Alors que la Chine populaire fête ses 70 ans le 1er octobre, de nouvelles manifestations pro-démocratie sont prévues à Hong Kong. Point d’orgue de la confrontation entre les deux « modèles », rarement regardé du point de vue chinois. Or il faut considérer les descriptions officielles des démocraties occidentales – rongées par des électeurs irresponsables, les inégalités, les discriminations, la corruption et les tensions sociales – pour saisir le message destiné par le pouvoir à la population chinoise : l’heure est au réalisme et l’opposition entre un Occident fantasmé et une Chine atrocement autoritaire est caduque.

Voilà près de six mois (depuis le 31 mars) que les manifestations contre la loi d’extradition ont commencé à Hong Kong.
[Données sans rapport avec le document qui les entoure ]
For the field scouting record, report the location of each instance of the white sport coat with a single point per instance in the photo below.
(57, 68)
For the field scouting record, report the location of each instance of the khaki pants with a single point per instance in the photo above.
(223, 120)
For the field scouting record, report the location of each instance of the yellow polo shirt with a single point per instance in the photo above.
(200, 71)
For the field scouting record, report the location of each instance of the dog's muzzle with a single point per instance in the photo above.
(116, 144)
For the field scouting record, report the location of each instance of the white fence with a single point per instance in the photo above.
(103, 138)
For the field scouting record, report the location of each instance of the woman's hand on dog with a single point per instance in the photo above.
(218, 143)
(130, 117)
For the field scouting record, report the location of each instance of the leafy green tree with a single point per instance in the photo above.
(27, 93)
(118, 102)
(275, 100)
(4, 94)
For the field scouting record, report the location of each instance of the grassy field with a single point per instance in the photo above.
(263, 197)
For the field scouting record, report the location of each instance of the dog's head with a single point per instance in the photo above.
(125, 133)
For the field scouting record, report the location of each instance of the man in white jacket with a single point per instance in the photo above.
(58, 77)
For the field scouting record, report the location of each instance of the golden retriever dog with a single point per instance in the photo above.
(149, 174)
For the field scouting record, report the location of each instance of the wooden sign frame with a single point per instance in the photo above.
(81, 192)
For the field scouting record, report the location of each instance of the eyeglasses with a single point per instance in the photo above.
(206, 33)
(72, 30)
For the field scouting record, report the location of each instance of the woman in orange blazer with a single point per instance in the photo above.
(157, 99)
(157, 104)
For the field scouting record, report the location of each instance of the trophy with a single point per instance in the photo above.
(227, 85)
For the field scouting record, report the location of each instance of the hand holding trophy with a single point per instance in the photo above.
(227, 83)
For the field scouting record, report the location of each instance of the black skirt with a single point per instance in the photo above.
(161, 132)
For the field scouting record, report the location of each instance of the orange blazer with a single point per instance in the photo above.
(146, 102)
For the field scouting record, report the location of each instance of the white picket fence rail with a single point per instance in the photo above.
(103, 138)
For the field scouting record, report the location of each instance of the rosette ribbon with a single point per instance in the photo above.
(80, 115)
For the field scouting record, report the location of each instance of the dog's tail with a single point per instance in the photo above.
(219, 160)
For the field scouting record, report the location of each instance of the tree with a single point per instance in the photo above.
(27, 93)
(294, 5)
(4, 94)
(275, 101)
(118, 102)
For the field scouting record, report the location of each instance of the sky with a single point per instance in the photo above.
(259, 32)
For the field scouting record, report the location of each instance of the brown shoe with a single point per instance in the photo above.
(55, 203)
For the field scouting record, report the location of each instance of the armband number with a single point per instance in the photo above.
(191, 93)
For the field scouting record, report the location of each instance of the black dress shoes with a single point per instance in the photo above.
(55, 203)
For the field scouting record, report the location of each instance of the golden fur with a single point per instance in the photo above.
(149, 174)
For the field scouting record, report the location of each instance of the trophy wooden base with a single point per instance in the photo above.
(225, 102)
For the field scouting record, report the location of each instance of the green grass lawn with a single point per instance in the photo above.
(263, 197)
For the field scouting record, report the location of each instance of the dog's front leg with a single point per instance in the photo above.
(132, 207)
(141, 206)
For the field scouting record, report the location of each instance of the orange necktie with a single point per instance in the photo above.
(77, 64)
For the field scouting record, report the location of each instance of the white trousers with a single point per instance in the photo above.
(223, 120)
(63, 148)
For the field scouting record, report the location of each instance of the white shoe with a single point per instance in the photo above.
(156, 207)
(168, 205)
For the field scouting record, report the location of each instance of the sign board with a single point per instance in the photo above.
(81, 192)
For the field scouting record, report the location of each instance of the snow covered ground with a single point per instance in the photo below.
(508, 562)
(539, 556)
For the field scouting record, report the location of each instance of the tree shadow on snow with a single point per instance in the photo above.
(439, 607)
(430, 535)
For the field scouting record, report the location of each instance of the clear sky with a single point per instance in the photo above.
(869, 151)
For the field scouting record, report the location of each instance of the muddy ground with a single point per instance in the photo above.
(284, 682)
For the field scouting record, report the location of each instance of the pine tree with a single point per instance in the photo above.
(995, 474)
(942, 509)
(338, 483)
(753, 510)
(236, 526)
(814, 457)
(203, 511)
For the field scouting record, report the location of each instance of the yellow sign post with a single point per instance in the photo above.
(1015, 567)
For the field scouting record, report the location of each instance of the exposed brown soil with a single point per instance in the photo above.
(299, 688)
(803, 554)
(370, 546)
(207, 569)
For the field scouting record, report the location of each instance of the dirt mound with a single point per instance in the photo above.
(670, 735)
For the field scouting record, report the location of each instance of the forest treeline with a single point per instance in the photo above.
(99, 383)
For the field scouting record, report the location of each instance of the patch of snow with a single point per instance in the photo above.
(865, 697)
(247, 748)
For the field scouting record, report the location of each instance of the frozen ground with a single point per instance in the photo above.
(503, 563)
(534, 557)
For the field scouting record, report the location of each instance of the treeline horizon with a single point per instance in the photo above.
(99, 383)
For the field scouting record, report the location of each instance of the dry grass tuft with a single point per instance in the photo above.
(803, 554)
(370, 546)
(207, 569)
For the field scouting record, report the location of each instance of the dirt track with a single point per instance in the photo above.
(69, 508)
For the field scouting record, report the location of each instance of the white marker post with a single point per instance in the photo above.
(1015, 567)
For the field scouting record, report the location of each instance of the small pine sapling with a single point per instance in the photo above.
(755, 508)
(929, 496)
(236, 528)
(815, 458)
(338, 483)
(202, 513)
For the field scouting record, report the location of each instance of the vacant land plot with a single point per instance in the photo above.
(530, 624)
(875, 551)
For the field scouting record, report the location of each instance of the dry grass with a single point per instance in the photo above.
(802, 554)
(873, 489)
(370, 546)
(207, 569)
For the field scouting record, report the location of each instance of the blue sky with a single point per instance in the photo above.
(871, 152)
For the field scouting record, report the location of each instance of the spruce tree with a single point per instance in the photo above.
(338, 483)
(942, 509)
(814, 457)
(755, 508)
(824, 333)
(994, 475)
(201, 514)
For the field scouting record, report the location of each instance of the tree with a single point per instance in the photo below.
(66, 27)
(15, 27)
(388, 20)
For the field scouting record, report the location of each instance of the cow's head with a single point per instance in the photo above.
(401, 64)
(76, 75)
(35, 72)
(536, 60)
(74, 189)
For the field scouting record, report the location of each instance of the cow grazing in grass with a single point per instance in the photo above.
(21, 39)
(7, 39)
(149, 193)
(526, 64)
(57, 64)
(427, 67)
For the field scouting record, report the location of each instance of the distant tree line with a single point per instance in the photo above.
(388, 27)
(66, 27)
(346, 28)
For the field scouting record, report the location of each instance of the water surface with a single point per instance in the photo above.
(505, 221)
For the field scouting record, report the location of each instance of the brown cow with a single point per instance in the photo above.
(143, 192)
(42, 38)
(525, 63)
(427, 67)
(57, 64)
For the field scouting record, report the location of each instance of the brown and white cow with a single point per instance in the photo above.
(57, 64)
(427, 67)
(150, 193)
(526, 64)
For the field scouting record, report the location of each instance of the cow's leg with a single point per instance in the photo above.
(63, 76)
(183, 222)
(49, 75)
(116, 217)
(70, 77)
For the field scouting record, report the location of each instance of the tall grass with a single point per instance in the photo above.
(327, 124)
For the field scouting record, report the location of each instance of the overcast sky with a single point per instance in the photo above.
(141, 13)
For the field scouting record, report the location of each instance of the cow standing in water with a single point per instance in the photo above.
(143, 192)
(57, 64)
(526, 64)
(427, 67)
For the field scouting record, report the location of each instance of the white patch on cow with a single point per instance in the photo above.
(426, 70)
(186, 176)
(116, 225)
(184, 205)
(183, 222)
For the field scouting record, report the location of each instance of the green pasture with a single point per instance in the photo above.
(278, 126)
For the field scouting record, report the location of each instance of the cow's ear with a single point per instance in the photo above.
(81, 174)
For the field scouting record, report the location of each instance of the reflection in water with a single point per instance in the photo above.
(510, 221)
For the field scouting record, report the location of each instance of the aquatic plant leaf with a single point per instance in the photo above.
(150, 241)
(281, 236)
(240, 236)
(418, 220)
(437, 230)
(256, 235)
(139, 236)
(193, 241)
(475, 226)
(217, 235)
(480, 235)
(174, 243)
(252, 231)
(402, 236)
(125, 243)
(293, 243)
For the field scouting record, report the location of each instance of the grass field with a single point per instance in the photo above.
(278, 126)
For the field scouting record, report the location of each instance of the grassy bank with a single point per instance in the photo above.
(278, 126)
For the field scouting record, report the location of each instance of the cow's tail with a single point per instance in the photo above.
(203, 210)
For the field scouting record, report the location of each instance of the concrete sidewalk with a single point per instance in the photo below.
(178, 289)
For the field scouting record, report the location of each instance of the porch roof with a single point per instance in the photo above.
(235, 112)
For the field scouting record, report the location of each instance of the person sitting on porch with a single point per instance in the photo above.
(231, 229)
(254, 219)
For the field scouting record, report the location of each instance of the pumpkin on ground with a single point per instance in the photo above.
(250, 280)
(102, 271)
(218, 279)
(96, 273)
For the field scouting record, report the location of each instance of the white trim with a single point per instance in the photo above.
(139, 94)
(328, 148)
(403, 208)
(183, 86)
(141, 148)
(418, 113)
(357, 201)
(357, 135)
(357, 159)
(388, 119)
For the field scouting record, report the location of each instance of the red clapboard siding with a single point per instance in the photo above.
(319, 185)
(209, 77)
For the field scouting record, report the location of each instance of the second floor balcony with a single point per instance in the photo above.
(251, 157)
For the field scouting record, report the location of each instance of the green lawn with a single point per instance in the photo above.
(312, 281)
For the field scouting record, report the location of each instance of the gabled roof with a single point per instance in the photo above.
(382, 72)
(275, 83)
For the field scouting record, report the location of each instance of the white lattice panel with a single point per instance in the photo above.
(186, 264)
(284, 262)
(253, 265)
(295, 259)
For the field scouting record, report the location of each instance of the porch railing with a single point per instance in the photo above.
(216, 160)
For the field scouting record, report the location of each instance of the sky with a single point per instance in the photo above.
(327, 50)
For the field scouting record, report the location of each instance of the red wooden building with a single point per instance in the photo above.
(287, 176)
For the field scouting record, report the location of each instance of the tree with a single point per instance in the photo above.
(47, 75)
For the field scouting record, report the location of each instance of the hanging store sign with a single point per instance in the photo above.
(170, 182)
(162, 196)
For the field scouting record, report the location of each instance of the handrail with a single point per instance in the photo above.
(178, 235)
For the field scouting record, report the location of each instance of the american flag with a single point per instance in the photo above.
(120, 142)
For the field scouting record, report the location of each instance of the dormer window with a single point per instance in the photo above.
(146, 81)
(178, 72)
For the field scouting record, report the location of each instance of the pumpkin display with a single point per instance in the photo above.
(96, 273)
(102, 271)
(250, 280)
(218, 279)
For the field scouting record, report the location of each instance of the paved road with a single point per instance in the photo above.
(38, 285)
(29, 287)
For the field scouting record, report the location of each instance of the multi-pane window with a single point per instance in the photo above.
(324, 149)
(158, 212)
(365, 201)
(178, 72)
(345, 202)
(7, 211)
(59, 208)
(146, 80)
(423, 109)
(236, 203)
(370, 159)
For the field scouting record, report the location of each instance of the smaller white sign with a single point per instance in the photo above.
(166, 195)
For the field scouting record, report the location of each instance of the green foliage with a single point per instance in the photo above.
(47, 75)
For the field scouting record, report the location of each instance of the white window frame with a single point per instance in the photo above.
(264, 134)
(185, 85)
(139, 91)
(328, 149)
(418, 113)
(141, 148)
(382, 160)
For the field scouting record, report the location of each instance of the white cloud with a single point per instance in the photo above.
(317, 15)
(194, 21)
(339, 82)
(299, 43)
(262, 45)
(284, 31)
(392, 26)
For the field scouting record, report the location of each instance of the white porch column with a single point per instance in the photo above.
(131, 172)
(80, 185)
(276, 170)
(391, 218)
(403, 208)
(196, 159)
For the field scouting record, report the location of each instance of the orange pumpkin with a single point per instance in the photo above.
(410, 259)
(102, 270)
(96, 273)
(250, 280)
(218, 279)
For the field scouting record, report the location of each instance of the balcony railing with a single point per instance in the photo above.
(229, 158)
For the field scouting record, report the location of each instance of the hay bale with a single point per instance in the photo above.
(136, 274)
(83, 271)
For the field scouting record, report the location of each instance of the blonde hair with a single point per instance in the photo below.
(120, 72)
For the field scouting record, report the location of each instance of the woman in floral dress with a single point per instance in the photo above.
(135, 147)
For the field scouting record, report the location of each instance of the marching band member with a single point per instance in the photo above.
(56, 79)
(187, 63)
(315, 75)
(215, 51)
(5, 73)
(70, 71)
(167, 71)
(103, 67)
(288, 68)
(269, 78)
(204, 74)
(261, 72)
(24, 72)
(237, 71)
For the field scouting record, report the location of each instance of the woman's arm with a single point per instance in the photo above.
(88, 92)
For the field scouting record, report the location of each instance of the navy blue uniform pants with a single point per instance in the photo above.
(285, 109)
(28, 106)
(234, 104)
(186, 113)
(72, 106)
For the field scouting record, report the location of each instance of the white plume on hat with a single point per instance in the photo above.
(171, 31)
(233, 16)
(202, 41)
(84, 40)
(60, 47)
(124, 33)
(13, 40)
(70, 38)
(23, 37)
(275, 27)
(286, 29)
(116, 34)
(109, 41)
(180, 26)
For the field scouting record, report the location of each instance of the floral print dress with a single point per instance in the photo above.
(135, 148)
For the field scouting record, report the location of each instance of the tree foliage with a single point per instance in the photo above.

Un cadre d’analyse récurrent tend à opposer l’ancienne colonie britannique, présentée comme un petit bastion démocratique, au continent chinois, menaçant de le mettre au diapason autoritaire. Il est aussi souvent rappelé que le principe d’« un pays, deux systèmes » protège les avancées en matière d’État de droit concédées par les Britanniques peu avant la rétrocession – rappelons ici qu’il était également question de protéger l’économie capitaliste de Hong Kong. Il est nécessaire d’apporter un peu de complexité à ces analyses.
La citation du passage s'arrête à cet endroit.